The DESCNAME is a "pretty" name for the system - it show up in a header if one is displayed. It is optional; if not supplied, it will copy NAME (note: DESCNAME must also *not* be the last tag you define for a system! This is due to the nature of how optional tags are implemented.).
The PATH is where ES will start the search for ROMs. All subdirectories (and links!) will be included.
**NOTE:** A system *must* have at least one game present in its PATH directory, or ES will ignore it.
The EXTENSION is a list of extensions ES will consider valid and add to the list when searching. Each extension *must* start with a period. The list is delimited by a space.
The COMMAND is the shell command ES will execute to start your emulator.
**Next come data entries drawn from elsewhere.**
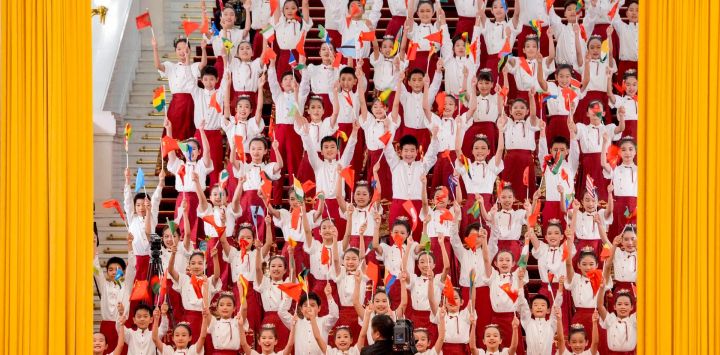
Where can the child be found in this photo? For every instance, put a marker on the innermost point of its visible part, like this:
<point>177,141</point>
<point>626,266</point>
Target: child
<point>492,339</point>
<point>624,179</point>
<point>182,335</point>
<point>138,209</point>
<point>307,313</point>
<point>551,265</point>
<point>622,325</point>
<point>590,137</point>
<point>577,338</point>
<point>209,117</point>
<point>192,165</point>
<point>596,69</point>
<point>560,164</point>
<point>193,298</point>
<point>415,122</point>
<point>503,301</point>
<point>326,170</point>
<point>377,124</point>
<point>255,175</point>
<point>628,101</point>
<point>272,297</point>
<point>520,144</point>
<point>289,30</point>
<point>242,263</point>
<point>182,78</point>
<point>458,322</point>
<point>496,33</point>
<point>472,259</point>
<point>247,79</point>
<point>113,288</point>
<point>562,99</point>
<point>416,34</point>
<point>628,35</point>
<point>480,174</point>
<point>267,339</point>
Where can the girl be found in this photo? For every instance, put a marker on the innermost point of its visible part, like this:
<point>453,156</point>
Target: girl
<point>416,33</point>
<point>377,124</point>
<point>590,138</point>
<point>343,336</point>
<point>182,335</point>
<point>496,32</point>
<point>506,224</point>
<point>504,301</point>
<point>577,338</point>
<point>138,209</point>
<point>448,122</point>
<point>624,179</point>
<point>190,286</point>
<point>289,30</point>
<point>182,78</point>
<point>492,339</point>
<point>480,174</point>
<point>628,101</point>
<point>267,340</point>
<point>223,55</point>
<point>520,143</point>
<point>256,175</point>
<point>392,256</point>
<point>266,284</point>
<point>628,38</point>
<point>597,68</point>
<point>621,326</point>
<point>550,260</point>
<point>242,264</point>
<point>488,110</point>
<point>247,79</point>
<point>583,294</point>
<point>472,259</point>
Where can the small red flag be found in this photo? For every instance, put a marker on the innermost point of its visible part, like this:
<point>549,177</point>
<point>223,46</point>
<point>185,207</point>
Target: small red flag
<point>143,21</point>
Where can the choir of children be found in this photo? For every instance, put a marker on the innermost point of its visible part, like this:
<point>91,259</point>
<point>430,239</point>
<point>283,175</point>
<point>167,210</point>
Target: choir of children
<point>461,118</point>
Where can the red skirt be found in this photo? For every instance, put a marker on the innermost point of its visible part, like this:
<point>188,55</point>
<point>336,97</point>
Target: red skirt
<point>217,152</point>
<point>384,175</point>
<point>249,199</point>
<point>489,129</point>
<point>421,319</point>
<point>504,322</point>
<point>516,160</point>
<point>181,113</point>
<point>282,332</point>
<point>581,114</point>
<point>395,24</point>
<point>360,150</point>
<point>591,166</point>
<point>566,306</point>
<point>397,210</point>
<point>483,308</point>
<point>556,126</point>
<point>191,211</point>
<point>622,203</point>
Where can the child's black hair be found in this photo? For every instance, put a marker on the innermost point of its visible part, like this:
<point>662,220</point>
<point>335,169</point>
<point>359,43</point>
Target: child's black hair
<point>116,260</point>
<point>209,70</point>
<point>408,140</point>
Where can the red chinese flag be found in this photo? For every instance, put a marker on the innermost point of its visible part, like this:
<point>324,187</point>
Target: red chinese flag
<point>449,292</point>
<point>143,21</point>
<point>509,291</point>
<point>348,174</point>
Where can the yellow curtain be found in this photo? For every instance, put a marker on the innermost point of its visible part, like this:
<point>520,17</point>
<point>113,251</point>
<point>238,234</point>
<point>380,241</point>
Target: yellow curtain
<point>46,178</point>
<point>678,212</point>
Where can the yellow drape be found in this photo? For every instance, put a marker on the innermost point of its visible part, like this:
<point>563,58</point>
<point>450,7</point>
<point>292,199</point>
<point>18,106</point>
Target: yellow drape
<point>678,213</point>
<point>46,178</point>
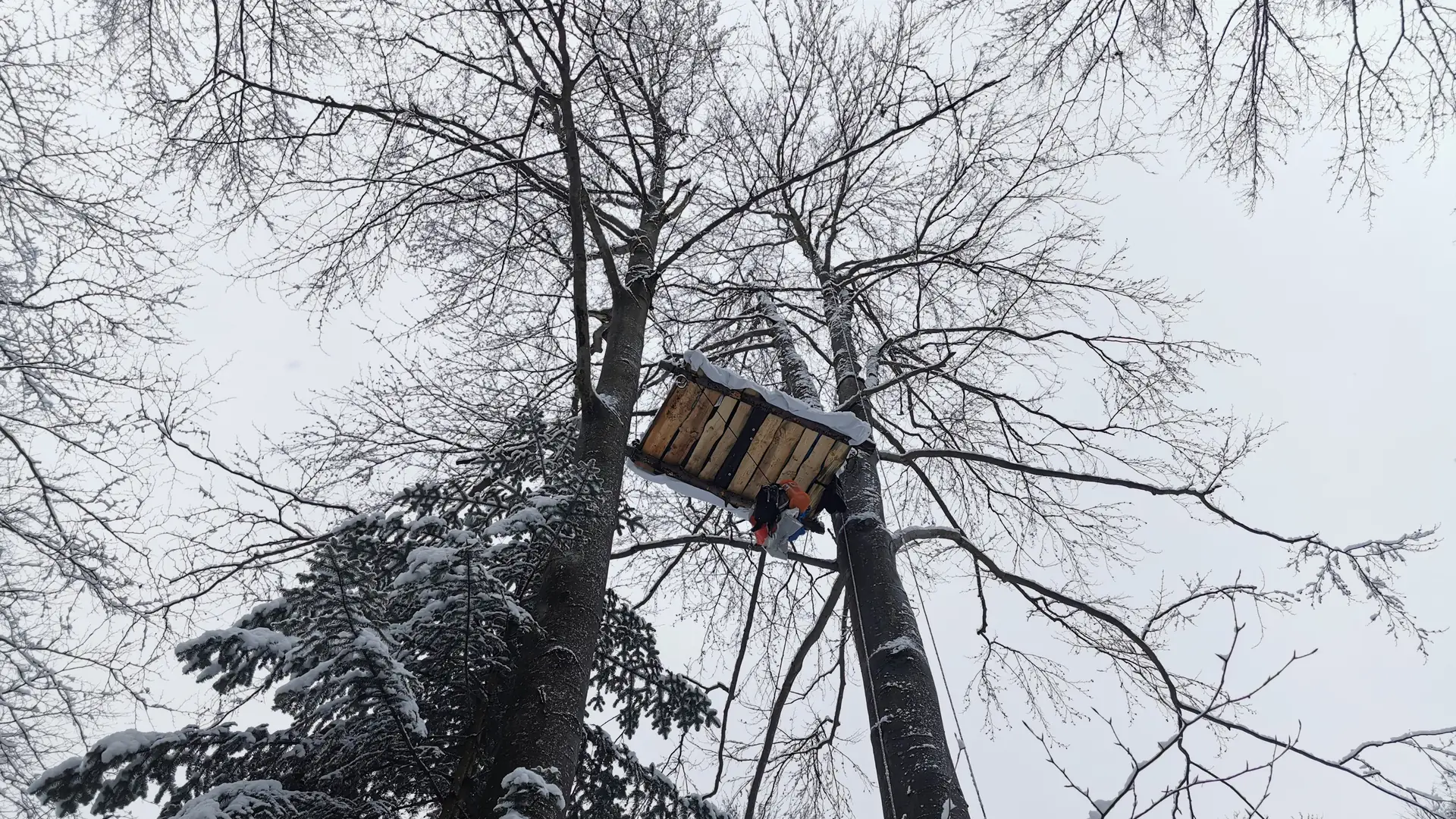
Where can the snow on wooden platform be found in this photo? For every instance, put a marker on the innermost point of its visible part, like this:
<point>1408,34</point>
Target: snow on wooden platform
<point>723,436</point>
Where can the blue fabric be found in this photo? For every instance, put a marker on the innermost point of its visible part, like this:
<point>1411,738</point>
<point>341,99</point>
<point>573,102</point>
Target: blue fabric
<point>802,528</point>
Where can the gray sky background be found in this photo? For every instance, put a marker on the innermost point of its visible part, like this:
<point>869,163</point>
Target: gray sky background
<point>1351,327</point>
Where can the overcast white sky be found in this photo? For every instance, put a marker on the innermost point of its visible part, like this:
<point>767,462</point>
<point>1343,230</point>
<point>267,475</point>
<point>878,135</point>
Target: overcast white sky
<point>1351,325</point>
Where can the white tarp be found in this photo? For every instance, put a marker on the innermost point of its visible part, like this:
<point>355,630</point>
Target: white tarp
<point>688,490</point>
<point>845,423</point>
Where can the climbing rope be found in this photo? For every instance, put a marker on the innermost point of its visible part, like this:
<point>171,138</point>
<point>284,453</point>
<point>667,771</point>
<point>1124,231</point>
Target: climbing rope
<point>960,736</point>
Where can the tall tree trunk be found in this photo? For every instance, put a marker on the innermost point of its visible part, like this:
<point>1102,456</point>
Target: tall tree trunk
<point>544,726</point>
<point>908,736</point>
<point>908,729</point>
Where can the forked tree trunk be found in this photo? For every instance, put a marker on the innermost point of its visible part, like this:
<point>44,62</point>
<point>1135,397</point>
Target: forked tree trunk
<point>908,733</point>
<point>544,723</point>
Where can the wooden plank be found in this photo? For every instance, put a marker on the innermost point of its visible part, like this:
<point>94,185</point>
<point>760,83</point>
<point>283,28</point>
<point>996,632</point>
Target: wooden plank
<point>816,496</point>
<point>692,428</point>
<point>679,404</point>
<point>811,464</point>
<point>780,453</point>
<point>736,457</point>
<point>801,450</point>
<point>750,468</point>
<point>726,442</point>
<point>712,430</point>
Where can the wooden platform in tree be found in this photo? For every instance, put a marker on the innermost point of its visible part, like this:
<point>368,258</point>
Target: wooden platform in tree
<point>731,442</point>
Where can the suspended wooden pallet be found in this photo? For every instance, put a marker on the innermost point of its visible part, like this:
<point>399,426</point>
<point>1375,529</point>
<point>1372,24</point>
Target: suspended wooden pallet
<point>727,436</point>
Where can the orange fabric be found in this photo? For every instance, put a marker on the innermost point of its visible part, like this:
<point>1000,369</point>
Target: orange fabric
<point>799,499</point>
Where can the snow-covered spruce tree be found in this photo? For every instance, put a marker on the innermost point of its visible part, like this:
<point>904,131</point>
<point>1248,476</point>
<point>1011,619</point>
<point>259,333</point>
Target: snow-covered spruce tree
<point>394,656</point>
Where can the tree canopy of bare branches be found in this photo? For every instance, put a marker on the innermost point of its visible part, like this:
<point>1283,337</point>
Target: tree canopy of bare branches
<point>85,306</point>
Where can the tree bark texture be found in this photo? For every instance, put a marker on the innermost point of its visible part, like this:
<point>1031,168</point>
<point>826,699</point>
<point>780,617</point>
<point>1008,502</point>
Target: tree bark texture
<point>905,708</point>
<point>544,727</point>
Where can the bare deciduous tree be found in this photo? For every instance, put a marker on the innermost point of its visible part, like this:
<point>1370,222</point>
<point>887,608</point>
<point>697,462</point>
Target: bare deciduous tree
<point>85,305</point>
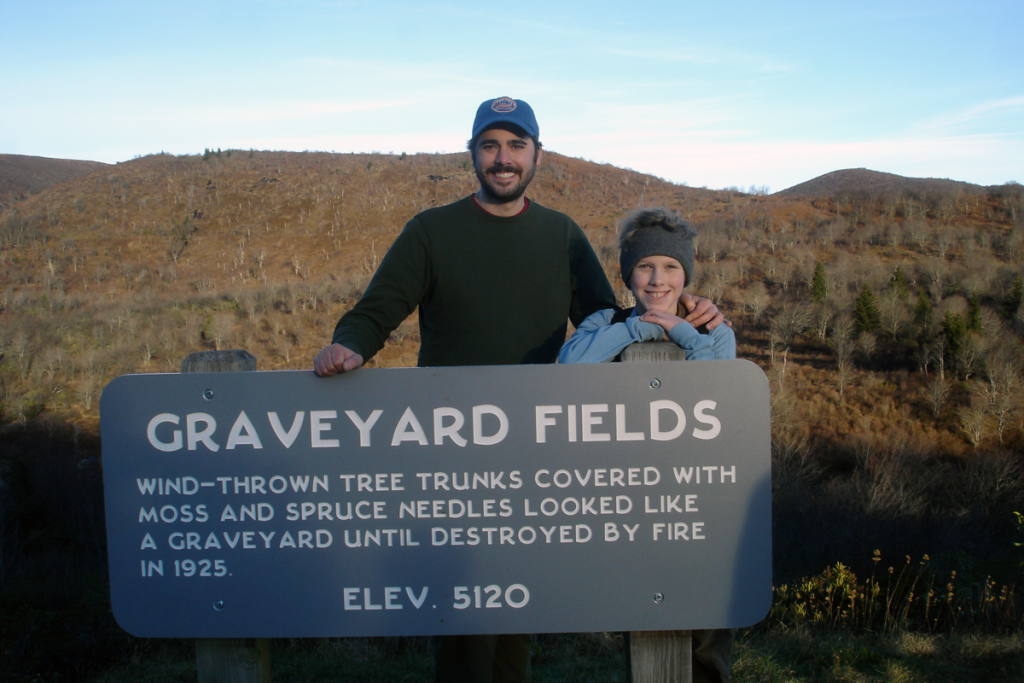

As it is evaluated by the shell (i.e. bash), you can do some clever tricks if need be.
The following "tags" are replaced by ES in COMMANDs:
`%BASENAME%` - Replaced with the "base" name of the path to the selected ROM. For example, a path of "/foo/bar.rom", this tag would be "bar". This tag is useful for setting up AdvanceMAME.
`%ROM_RAW%` - Replaced with the unescaped absolute path to the selected ROM. If your emulator is picky about paths, you might want to use this instead of %ROM%, but enclosed in quotes.
The gamelist.xml for a system defines metadata for a system's games. This metadata includes an image (e.g. screenshot or box art), description, and name.
**Making a gamelist.xml by hand sucks, so a cool guy named Pendor made a python script which automatically generates a gamelist.xml for you, with boxart automatically downloaded. It can be found here:** https://github.com/elpendor/ES-scraper
If a file named gamelist.xml is found in the root of a system's search directory OR within `~/.emulationstation/%NAME%/`, game metadata will be loaded from it. This allows you to define images, descriptions, and different names for files. Note that only standard ASCII characters are supported for text (if you see a weird [X] symbol, you're probably using unicode!).
The path element should be the absolute path of the ROM. Special characters SHOULD NOT be escaped. The image element is the path to an image to display above the description (like a screenshot or boxart). Most formats can be used (including png, jpg, gif, etc.). Not all elements need to be used.
By default, EmulationStation looks pretty ugly. You can fix that. If you want to know more about making your own themes (or editing existing ones), read THEMES.md!